These aren’t always happy hubs we rightfully like and trust.
So I say yuck to centrality as what matters.
The most important types of nodes in a network
The most important nodes – at least for you and me – are the ones that bridge groups of nodes, the go-betweens, the connectors.
These are the nodes (people, sites, newsletters, associations, institutions) that determine changes in the fate of neighborhoods in networks, the health and robustness of a group, the pioneers that determine whether and how connected things will become.
That is not to say hubs can’t be bridges. Often, hubs can be really useful bridges.
Bridge nodes as linchpins of opportunity
But the bridge nodes, irrespective of hub-ness, are the linchpins of opportunities. For example – on your site, they are the paths which best connect key ideas together into a chain of learning for others – you know the most logical sequence of knowledge dissemination that you scramble to assemble when writing a book’s table of contents or workshop series.
Think about all the most important things that ever happened to you.
An introduction to your partner? A job interview someone helped you get? A referral from a trusted client. By definition, those things require a bridge, a relationship that allows you traverse from A to B.
And when they disconnect two groups, the losses can be catastrophic. Lose those and you isolate and exclude groups from a larger context, cut off water supplies, bring down power grids, even governments.
Okay, I’m getting dramatically in the weeds.

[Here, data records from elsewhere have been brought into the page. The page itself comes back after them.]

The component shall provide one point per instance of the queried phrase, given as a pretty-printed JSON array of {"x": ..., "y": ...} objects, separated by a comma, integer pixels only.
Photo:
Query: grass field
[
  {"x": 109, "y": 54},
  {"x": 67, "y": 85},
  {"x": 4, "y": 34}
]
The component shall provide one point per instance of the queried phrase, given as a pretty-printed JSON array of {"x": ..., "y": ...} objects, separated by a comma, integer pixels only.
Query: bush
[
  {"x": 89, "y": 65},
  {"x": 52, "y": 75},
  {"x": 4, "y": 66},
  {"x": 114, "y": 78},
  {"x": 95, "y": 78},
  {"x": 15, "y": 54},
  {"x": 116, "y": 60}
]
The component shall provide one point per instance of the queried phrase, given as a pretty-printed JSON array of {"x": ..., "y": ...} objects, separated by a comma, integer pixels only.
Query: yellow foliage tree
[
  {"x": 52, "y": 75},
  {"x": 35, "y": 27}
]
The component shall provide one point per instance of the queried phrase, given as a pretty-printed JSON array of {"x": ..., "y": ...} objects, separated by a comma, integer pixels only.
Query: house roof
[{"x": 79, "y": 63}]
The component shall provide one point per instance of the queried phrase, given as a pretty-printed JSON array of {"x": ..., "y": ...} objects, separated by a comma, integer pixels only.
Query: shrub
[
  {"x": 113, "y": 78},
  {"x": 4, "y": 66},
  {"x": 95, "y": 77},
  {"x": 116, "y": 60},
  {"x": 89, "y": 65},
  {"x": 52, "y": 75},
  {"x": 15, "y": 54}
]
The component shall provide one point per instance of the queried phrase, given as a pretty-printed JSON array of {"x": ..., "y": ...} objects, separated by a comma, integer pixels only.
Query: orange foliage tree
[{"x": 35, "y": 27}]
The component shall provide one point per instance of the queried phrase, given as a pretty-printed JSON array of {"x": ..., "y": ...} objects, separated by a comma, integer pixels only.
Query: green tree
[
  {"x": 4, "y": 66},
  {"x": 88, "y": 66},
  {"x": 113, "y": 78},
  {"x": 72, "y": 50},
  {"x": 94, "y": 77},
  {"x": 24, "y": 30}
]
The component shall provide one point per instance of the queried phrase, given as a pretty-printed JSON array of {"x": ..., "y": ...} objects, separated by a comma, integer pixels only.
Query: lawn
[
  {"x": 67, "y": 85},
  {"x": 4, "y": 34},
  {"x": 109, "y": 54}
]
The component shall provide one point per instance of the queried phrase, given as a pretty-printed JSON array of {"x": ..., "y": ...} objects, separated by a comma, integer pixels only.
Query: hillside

Proximity to a bridge node as the predictor of success
My point here is the things that radically alter the trajectory of your life, success, almost always involve a bridge that someone helps you cross, not the most central nodes in your network.
Knock out a central node in a social network, and watch as the gazillions of nodes following it simply attach to the closest next most similar node, like Gab’s growth after Trump was banned from Twitter. If Amazon was shut down tomorrow, you’d be on Walmart.com by next week.
Remove just one person who helped you when you really needed it, and it becomes hard to know who or where you’d even be today.
And yet, when we try to find those bridges, we often get it wrong, because we’re drawn to centrality.
Sometimes we pick the wrong bridges.
We pick based on centrality – those big central nodes do get preferential attachment, which is a fancy way of saying the more power you have, the more you’ll get, the bigger you are in a network, the more relationships you have, the more you will get in the future.
Maybe you thought buying a Wharton MBA for the alumni network was a smart move and then all you got was this lousy polo-shirt and an internship.
And maybe you just don’t respect or pay enough attention with those with bridges around you – those referral sources you depend on eventually dry up. Or you spend a $10k on a business coach and they can’t help you because you’re too smart for your own good.
What this has to do with websites
To bring it back from way out there – all of this network topology talk applies to how ideas relate (or don’t) on your website.
Take all the implicitly related ideas, organize and link them together, in their most basic sense.
Take a bunch of nodes that should connect or connect in your mind in really interesting ways, and design a network that others can actually traverse.
Validate that two ideas in fact connect, that users are in a context where some piece of content, some associated idea, is the next thing they need to hear, and serve that as related content.
Make sure that the journeys those users are on lead to finding those patterns in your solutions at the right time, and present them with bridges to related ideas in an order with some semblance of structure.
Extending beyond the confines of your site, prioritize a list of actions to be taken for you to find those bridges, the people, the other websites, that will result in much more opportunity than your current processes and routines left unchanged.
Far out, I think.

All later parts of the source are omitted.